On Wednesday the Telos blockchain introduced the launch of a brand new software designed to assist low-liquidity initiatives fundraise: a NFT produ
On Wednesday the Telos blockchain introduced the launch of a brand new software designed to assist low-liquidity initiatives fundraise: a NFT product often called a “T-Bond.”
In an interview with Cointelegraph, Douglas Horn — the creator of the Telos whitepaper and the CEO of GoodBlock, a improvement firm who assists with Telos core improvement — mentioned that token-based fundraising is a difficult drawback for each established and new initiatives.
“Many crypto initiatives face challenges just like our personal. Telos by no means raised any cash in a token sale, however many who have executed ICOs see their funds operating low earlier than their initiatives are market prepared,” he mentioned. “These initiatives discover themselves with token reserves they cannot promote with out instantly tanking their costs as liquid tokens go in the marketplace.”
One potential resolution is Telos’ new product: the T-Bond.
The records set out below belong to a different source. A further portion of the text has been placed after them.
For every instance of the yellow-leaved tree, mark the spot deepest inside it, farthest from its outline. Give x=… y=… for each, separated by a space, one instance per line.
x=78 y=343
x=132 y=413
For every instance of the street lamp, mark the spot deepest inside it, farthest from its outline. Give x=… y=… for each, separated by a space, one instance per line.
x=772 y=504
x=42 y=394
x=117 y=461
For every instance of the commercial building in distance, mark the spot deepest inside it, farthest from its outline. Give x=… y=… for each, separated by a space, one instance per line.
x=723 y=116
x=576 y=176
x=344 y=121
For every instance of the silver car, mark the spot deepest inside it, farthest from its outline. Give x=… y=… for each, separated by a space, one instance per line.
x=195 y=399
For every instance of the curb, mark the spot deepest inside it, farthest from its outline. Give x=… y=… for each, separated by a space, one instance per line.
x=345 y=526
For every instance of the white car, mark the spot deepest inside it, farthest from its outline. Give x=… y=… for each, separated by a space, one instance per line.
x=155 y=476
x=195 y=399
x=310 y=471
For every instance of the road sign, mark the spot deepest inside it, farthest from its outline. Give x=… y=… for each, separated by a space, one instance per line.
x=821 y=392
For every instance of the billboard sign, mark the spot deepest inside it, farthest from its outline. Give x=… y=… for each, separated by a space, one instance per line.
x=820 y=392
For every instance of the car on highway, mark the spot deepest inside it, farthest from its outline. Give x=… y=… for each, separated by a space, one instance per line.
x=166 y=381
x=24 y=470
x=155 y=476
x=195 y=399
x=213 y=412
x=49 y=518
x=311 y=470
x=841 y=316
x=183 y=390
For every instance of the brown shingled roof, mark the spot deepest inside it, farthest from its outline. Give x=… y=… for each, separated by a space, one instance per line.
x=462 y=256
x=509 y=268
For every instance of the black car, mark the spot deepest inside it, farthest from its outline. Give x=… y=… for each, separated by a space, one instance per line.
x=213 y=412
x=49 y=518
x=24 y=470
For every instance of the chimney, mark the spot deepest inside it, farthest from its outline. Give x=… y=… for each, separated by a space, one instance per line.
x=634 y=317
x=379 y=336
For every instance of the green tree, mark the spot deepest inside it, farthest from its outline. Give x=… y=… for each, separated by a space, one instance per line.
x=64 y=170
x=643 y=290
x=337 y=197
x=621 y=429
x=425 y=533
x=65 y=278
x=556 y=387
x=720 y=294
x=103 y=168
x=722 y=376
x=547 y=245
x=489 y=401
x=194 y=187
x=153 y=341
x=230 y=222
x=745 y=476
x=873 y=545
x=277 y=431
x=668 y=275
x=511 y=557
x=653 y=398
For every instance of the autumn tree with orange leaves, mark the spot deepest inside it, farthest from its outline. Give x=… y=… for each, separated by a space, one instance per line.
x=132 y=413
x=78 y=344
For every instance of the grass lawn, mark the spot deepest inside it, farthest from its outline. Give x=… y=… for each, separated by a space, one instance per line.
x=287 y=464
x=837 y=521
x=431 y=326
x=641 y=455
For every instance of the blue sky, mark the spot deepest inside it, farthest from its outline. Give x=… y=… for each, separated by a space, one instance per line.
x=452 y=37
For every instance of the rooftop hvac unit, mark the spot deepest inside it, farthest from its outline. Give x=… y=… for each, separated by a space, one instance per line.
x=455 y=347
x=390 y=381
T-Bonds are bundles of fungible tokens which have been locked into non-fungible tokens (NFTs) till a sure situation is met — for example, the passage of a sure period of time or the launch of a mainnet.
Because of promoting T-Bonds, initiatives can hypothetically increase funds with out tanking their token costs. Moreover, with the appearance of yield-bearing tokens, T-Bonds have the potential to turn out to be a software for buyers to hedge yield as properly:
“For tokens which have staking rewards, T-Bond NFTs may act equally to a T-Invoice as a hedge towards altering charges,” mentioned Horn. “In order that creates an thrilling derivative-like DeFi primitive.”
Unsurprisingly, one of many first functions of T-Bonds will likely be serving to Telos construct liquidity for its personal TLOS token. TLOS has had a brutal yr whereas a lot of the remainder of the blockchain ecosystem flourished, dropping from $.05 per token to $.02.
Horn, nonetheless, says an absence of liquidity, not adoption, is the first barrier to cost appreciation.
“Buyers continually come to us asking concerning the challenge […] however they haven’t made the big investments they want as a result of there’s not a lot liquidity, which means that their very own investments — even reasonable investments within the tens of hundreds of {dollars} — would create a 5-10X of the market worth proper there.”
As an answer, Telos has drawn up a technique it calls TULIP (Telos Uniswap Liquidity Implementation Plan): Telos will increase funds by way of a T-Bond sale that can then be used to seed a liquidity pool on Uniswap, a plan that attracts inspiration from the profitable Uniswap launch of Katalyo, a tokenized actual property dApp on Telos.
As a brand new bull market dawns and initiatives look to money in, Horn additionally believes T-Bonds may properly assist a variety of different initiatives with their funding woes as properly.
“The identical method that T-Bond NFTs assist Telos stage up by fixing our liquidity and quantity issues we imagine we can assist others. I believe it may create a very sturdy marketplace for main sale fundraising adopted by secondary market hedging.”